7 3. Adams next contends that his trial counsel was ineffective for not insisting
on a ruling by the trial court on his objection to the verdict form regarding the
insertion of the word “or” between the first option to find him guilty of armed robbery
and the second option to find him guilty of robbery by intimidation. Adams also
asserts that trial counsel was ineffective for failing to renew his objection after the
jury charge. We disagree.
“To establish an ineffective assistance of counsel claim, the defendant must
show that counsel’s performance was deficient and the deficient performance
prejudiced the defense. There is a strong presumption that counsel’s conduct falls
within the range of sound trial strategy and reasonable professional judgment.”
(Citations omitted.) Bright v. State, 292 Ga. 273, 274 (2) (736 SE2d 380) (2013). In
reviewing a trial court’s ruling on an ineffective assistance claim, “we accept the trial
court’s factual findings and credibility determinations unless clearly erroneous, but
we independently apply the legal principles to the facts.” (Citations and punctuation
omitted.) Holloman v. State, 293 Ga. 151, 154 (4) (744 SE2d 59) (2013). “[D]ecisions
of when and how to raise objections are generally matters of trial strategy[.]”
(Footnote omitted.) Holmes v. State, 271 Ga. App. 122, 124 (3) (608 SE2d 726)
(2004).
8 Adams did not call his trial counsel to testify at the motion for new trial
hearing. Without trial counsel’s testimony, there is no evidence in the record as to
why counsel did not insist on a ruling on his objection or renew his objection after the
jury charge. See Sanders v. State, 283 Ga. 372, 374 (2) (a) (659 SE2d 376) (2008)
Therefore, Adams has failed to overcome the strong presumption that counsel’s
actions fell within the range of reasonable trial strategy. See Holmes, supra, 271 Ga.
App. at 124 (3).
Even if trial counsel was deficient in the manner alleged, Adams has failed to
establish prejudice. In its charge to the jury, the trial court read the single count of
armed robbery and provided the elements for armed robbery and the lesser included
offense of robbery by intimidation. The trial court further charged the jury that, based
on a review of the evidence, it could either find Adams not guilty of armed robbery,
guilty of armed robbery, or guilty of robbery by intimidation. Although the jury asked
for a recharge on armed robbery and robbery by intimidation, there is no evidence
that the jury was confused as to the possible verdicts it could reach. The verdict form
was not improper or misleading, and Adams has not shown that any ruling on an
objection to the verdict form would have been meritorious or would have led to a
different result. See Moore v. State, 319 Ga. App. 766, 775 (8) (c) (738 SE2d 348)

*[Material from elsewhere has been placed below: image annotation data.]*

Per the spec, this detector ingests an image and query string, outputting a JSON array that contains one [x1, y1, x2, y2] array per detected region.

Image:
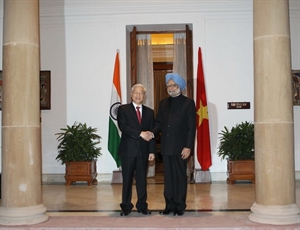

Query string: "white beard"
[[168, 87, 180, 97]]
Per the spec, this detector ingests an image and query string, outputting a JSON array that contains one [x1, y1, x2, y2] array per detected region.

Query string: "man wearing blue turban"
[[153, 73, 196, 216]]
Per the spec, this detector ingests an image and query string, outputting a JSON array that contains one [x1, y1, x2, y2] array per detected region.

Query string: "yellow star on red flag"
[[197, 100, 208, 126]]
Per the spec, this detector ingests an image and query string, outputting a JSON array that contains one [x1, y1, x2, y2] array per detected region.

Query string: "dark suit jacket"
[[118, 103, 155, 158], [153, 94, 196, 155]]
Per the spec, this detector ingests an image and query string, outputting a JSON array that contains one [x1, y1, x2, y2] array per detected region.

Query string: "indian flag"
[[108, 52, 121, 167]]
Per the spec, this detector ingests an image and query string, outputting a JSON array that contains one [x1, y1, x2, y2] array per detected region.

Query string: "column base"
[[0, 204, 49, 225], [249, 203, 300, 225]]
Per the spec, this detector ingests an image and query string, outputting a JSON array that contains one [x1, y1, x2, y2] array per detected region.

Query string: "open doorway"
[[127, 24, 194, 181]]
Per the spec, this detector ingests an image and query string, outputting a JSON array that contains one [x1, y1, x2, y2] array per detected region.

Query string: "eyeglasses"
[[132, 92, 145, 95], [167, 84, 178, 89]]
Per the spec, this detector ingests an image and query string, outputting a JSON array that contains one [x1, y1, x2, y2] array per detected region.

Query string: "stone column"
[[0, 0, 48, 225], [249, 0, 300, 225]]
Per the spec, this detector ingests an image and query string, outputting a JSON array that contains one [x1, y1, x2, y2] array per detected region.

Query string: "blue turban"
[[166, 73, 186, 91]]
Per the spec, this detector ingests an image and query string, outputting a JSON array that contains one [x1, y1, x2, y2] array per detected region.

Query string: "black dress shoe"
[[159, 209, 172, 215], [120, 210, 131, 216], [138, 208, 151, 215]]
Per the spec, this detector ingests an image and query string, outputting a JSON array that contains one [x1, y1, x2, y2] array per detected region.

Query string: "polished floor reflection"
[[0, 174, 300, 230], [42, 173, 300, 213]]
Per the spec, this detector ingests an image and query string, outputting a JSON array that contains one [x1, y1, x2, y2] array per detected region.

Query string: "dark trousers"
[[120, 154, 148, 211], [163, 155, 187, 211]]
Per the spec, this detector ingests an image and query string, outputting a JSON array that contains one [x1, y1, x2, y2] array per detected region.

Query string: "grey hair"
[[131, 84, 147, 94]]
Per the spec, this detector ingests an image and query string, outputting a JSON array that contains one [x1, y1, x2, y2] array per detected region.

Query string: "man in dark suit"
[[153, 73, 196, 216], [118, 84, 155, 216]]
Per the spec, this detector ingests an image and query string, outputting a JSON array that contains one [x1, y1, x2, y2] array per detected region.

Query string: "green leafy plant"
[[217, 121, 254, 161], [55, 122, 102, 164]]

9 (2013) (where trial court properly instructed the jury on the separate counts of the
verdict form, the defendant failed to establish a reasonable likelihood of a different
outcome had trial counsel objected to verdict form listing the charge against the
defendant in between the charges against a co-defendant); Wilcox v. State, 297 Ga.
App. 201, 205, 207 (3) (677 SE2d 142) (2009) (no prejudice from trial counsel’s
failure to object to verdict form for failing to list theft by taking as a lesser included
offense of both hijacking a motor vehicle and armed robbery because qualified jurors
were presumed to follow trial court’s instructions that it was a lesser included offense
of both crimes). Accordingly, Adams’s ineffective assistance claim fails.
4. In his last enumeration, Adams contends that the verdict was contrary to the
law and the principles of justice for reasons stated in his prior enumerations. In light
of our resolution in Divisions 1 through 3, Adams contention on this ground is
without merit. Since he makes no other argument that the verdict was contrary to law
or not supported by the evidence, we affirm his conviction.
Judgment affirmed. Doyle, P. J., and Dillard, J., concur.